Una mossa più forte è proporre un test. Se il capo insiste sulla sua versione, di’: “Mettiamo online entrambe le pagine per due settimane e misuriamo il tasso di click-through sull’azione primaria.” I piccoli team a volte temono di non avere abbastanza traffico per un test significativo, ed è una riserva legittima. Se è vero — ricevi solo poche centinaia di visitatori al mese — usa segnali qualitativi: registrazioni di sessione, commenti di uscita o un semplice test di usabilità con cinque persone. Un test non è l’unico modo per imparare; è solo il modo più chiaro per chiudere un disaccordo senza ferire ego.

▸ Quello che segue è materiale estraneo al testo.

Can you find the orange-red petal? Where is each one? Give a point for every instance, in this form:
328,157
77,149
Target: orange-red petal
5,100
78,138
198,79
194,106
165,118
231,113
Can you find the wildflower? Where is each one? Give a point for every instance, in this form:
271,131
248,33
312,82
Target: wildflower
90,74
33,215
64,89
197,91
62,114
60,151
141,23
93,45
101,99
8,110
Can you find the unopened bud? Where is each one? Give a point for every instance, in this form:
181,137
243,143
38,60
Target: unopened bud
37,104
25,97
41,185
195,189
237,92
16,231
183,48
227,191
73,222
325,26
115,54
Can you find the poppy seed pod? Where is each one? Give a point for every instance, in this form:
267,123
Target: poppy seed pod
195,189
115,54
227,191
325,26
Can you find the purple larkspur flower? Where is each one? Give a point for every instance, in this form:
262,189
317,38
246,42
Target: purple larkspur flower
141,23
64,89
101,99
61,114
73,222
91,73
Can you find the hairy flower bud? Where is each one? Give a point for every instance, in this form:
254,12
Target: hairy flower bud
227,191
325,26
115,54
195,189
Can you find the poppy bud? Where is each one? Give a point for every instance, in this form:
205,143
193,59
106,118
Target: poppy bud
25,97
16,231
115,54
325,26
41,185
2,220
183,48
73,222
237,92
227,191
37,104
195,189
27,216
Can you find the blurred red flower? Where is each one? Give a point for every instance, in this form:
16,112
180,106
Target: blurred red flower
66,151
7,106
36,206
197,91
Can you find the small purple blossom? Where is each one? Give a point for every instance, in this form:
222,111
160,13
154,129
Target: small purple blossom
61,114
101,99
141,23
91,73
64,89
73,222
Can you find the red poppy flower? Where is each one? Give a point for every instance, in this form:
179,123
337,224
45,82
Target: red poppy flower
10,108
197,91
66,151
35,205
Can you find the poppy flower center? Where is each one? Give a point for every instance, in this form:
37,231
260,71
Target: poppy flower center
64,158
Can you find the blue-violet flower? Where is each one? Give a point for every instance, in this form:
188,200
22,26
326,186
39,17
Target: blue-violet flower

Il vero risultato non è la pagina

Torniamo al tuo scenario. Mantieni la tua posizione, costruisci la versione chiara, spieghi i due prototipi e il capo sceglie quella chiara — in parte perché l’hai presentata come una scelta, in parte perché hai un titolo che può essere letto ad alta voce in una frase. La pagina viene lanciata. Genererà più iscrizioni, meno uscite confuse, o qualunque cosa significhi successo per il tuo prodotto, e la prossima volta che il capo invia un link del concorrente, il tuo team ha già il linguaggio per discutere se la richiesta riguarda la strategia o lo stile.

Quel linguaggio è il vero risultato. Una landing page è facile da riprogettare; l’assunto predefinito di un team secondo cui “design moderno significa molte cose” è più lento da cambiare. Ogni volta che difendi una value proposition semplice o una singola CTA, costruisci una piccola biblioteca di riferimenti che tutto il tuo team può usare. Il progetto successivo diventa più facile. Se vuoi applicare la stessa onestà all’intero sito anziché a una singola pagina, puoi controllare il resto del tuo sito come un cliente a cui non importa. E se non sei sicuro se ti serve una pagina campagna o un sito completo, questa guida alla scelta del formato del sito ti aiuterà a inquadrare la questione.

Non si tratta di vincere una discussione. Si tratta di assicurarsi che la prossima call to action su quella pagina sia una che i tuoi visitatori vogliano davvero compiere — e che possano davvero trovare.